Page MenuHomePhabricator

Use transclusions to count articles as well
Closed, ResolvedPublic

Description

Author: mcdevitd

Description:
Currently, the article count used to generate {{NUMBEROFARTICLES}} and Special:Statistics only counts a page as an article if it includes a [[wikilink]]. Instead, this should be expanded to include {{transclusions}} as well as wikilinks. The issue here is that non-Wikipedia projects, like Wiktionary, do often have valid articles without wikilinks, because the wikilinks are contained in the templates that generate the article. As many as one fifth of valid Wiktionary articles may be inflection articles (plurals, verb form, etc.) and are mostly just a template. We've had to input wikilinks in the template, like {{plural of|[[word]]}}, but this is inefficient and also prevents us from passing that parameter to any other parts of the template, like a category.
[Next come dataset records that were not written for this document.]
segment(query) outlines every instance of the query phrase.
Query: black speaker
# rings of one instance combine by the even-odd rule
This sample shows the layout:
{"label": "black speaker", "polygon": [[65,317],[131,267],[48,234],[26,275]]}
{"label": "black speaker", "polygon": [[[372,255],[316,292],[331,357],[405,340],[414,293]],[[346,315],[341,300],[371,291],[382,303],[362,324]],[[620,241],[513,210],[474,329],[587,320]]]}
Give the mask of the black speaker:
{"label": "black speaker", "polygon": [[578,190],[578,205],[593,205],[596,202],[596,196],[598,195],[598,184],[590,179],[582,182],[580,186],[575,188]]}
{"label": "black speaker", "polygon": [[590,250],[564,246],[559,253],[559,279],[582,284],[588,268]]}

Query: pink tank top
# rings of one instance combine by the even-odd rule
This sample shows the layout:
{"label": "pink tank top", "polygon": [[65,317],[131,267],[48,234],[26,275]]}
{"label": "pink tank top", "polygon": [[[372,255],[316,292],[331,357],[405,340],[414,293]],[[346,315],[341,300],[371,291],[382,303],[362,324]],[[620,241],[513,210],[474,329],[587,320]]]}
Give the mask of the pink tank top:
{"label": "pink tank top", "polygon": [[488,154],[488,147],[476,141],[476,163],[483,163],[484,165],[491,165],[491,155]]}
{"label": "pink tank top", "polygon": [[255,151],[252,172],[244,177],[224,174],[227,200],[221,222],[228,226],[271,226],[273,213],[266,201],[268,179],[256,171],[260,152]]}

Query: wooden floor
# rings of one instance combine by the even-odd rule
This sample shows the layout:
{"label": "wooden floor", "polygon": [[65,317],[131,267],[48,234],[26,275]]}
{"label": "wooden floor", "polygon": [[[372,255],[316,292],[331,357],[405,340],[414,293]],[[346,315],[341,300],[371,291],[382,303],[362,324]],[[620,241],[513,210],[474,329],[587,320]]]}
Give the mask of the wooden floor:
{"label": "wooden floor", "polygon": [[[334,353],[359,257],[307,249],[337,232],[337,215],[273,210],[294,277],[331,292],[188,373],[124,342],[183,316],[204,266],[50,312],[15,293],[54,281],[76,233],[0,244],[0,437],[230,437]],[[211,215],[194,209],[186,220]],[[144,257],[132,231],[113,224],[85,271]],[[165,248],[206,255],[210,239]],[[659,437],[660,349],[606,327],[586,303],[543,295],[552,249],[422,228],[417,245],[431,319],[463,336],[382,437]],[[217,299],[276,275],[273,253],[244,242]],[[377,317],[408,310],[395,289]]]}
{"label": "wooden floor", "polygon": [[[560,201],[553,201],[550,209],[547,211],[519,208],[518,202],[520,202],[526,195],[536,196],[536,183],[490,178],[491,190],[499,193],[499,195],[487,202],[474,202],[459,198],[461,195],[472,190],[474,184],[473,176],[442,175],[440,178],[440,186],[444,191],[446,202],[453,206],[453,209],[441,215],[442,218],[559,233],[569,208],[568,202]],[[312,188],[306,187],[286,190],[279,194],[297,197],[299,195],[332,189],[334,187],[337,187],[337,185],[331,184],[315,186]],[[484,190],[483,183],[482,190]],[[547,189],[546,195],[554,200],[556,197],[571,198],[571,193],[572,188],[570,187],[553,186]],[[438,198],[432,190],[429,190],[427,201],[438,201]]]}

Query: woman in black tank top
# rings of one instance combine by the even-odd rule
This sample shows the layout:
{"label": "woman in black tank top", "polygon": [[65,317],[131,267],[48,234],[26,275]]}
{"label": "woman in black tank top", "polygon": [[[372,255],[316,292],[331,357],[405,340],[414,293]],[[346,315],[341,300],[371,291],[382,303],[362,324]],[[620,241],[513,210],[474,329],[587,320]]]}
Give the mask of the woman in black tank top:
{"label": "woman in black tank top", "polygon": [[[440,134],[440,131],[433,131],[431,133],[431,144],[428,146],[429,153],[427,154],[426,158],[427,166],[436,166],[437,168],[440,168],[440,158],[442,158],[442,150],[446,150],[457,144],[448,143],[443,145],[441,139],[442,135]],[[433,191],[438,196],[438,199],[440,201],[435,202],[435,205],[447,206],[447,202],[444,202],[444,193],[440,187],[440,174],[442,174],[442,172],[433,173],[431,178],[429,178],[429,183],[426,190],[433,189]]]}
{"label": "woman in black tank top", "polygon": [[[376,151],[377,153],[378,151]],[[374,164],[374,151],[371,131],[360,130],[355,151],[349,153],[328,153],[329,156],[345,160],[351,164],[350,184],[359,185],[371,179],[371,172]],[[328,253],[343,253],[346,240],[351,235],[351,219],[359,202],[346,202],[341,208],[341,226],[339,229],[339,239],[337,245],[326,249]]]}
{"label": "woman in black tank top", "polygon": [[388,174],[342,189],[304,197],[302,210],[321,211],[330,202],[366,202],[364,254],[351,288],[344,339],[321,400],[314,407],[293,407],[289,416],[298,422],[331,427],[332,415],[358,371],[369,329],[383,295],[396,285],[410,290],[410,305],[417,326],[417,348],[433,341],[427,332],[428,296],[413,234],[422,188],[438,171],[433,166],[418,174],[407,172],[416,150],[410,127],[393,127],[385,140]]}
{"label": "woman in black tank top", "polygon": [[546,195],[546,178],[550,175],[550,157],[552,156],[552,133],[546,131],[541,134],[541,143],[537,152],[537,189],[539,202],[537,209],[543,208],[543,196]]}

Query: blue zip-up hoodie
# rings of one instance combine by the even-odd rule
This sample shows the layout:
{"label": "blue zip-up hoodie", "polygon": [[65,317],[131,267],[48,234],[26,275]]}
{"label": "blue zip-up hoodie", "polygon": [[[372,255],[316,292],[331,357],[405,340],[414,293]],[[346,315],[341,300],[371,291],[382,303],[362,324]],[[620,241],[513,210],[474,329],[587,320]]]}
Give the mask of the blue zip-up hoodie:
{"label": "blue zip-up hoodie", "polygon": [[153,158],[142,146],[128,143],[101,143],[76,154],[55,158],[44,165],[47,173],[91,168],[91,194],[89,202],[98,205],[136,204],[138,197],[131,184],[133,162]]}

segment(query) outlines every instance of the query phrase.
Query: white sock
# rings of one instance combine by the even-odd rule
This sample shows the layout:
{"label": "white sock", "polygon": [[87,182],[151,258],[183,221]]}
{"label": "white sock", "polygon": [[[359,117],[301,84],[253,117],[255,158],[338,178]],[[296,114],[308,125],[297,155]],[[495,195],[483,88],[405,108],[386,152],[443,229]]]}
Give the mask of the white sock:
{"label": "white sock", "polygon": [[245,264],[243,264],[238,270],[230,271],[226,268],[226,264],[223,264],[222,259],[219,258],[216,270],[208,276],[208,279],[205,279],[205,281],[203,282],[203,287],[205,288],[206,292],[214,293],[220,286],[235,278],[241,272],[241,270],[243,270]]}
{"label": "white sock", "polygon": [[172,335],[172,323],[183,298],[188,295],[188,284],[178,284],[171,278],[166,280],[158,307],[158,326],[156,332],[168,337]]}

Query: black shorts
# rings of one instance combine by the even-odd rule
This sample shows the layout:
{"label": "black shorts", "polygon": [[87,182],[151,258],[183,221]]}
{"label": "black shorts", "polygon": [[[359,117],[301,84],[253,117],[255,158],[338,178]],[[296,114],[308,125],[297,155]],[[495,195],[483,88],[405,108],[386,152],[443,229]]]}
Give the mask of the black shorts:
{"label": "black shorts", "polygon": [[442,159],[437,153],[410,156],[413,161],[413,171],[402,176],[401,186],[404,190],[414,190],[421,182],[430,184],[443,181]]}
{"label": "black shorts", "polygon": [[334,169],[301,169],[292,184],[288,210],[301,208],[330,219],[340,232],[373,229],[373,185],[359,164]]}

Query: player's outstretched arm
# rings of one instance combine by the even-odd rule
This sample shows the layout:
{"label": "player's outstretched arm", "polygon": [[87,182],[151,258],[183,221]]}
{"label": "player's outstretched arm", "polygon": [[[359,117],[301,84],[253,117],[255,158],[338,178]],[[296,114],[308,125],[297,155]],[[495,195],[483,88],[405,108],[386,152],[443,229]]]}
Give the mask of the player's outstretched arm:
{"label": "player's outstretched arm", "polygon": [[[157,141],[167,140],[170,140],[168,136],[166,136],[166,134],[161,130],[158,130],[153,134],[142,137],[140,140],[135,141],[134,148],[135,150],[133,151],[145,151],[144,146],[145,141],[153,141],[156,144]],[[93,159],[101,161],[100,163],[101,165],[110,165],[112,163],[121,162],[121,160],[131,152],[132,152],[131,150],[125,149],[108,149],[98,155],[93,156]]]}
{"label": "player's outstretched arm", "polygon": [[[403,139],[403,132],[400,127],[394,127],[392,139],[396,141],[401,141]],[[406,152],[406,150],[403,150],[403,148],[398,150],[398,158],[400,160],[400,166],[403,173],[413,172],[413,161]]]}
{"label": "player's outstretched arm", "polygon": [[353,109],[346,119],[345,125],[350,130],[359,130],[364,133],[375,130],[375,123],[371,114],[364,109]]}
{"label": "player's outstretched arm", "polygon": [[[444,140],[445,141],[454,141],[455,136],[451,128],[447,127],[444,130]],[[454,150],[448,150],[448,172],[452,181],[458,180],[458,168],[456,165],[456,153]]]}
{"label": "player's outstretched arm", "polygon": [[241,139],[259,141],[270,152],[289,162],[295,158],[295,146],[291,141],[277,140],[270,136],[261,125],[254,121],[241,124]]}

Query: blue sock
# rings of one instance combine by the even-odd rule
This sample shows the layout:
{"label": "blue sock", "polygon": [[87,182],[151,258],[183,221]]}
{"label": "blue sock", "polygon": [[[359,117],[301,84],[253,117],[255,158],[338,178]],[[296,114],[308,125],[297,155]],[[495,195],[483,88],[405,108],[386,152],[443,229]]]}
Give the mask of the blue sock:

There may be a downside, but I can't think of one, especially now that preventing page creations is done with cascade protection instead of protected templates.


Version: unspecified
Severity: enhancement
See Also:
https://bugzilla.wikimedia.org/show_bug.cgi?id=24754

Details

Reference
bz11868

Event Timeline

bzimport raised the priority of this task from to Low.Nov 21 2014, 9:59 PM
bzimport set Reference to bz11868.
bzimport added a subscriber: Unknown Object (MLST).

What about pages that transclude {{stub}} then?

robchur wrote:

(In reply to comment #1)

What about pages that transclude {{stub}} then?

As far as we're concerned, those are still articles - such pages would usually contain at least one link anyway, which would put them on the counter.

This seems to have an efficiency barrier. We'd need another site stat to track this. That or change the current one (with a retroactive batch query ran too).

ayg wrote:

The request is to change the existing metric. Would be easy enough to do. The batch query would only have to examine the "bad" articles, too, which is probably a good deal fewer than all of them.

fearow00 wrote:

Patch to article.php to fix problem (using diff command)

I have updated the isCountable method of Article to take into account templates if $wgCountTemplateOnlyPages is set to true. As well as getting this comitted, I would like that setting turned on for the english (and hopefully rest of) wiktionary. Lastly, a shell needs to run "maintenance/recount.sql" (or something like that) on the versions of wiktionary its enabled on.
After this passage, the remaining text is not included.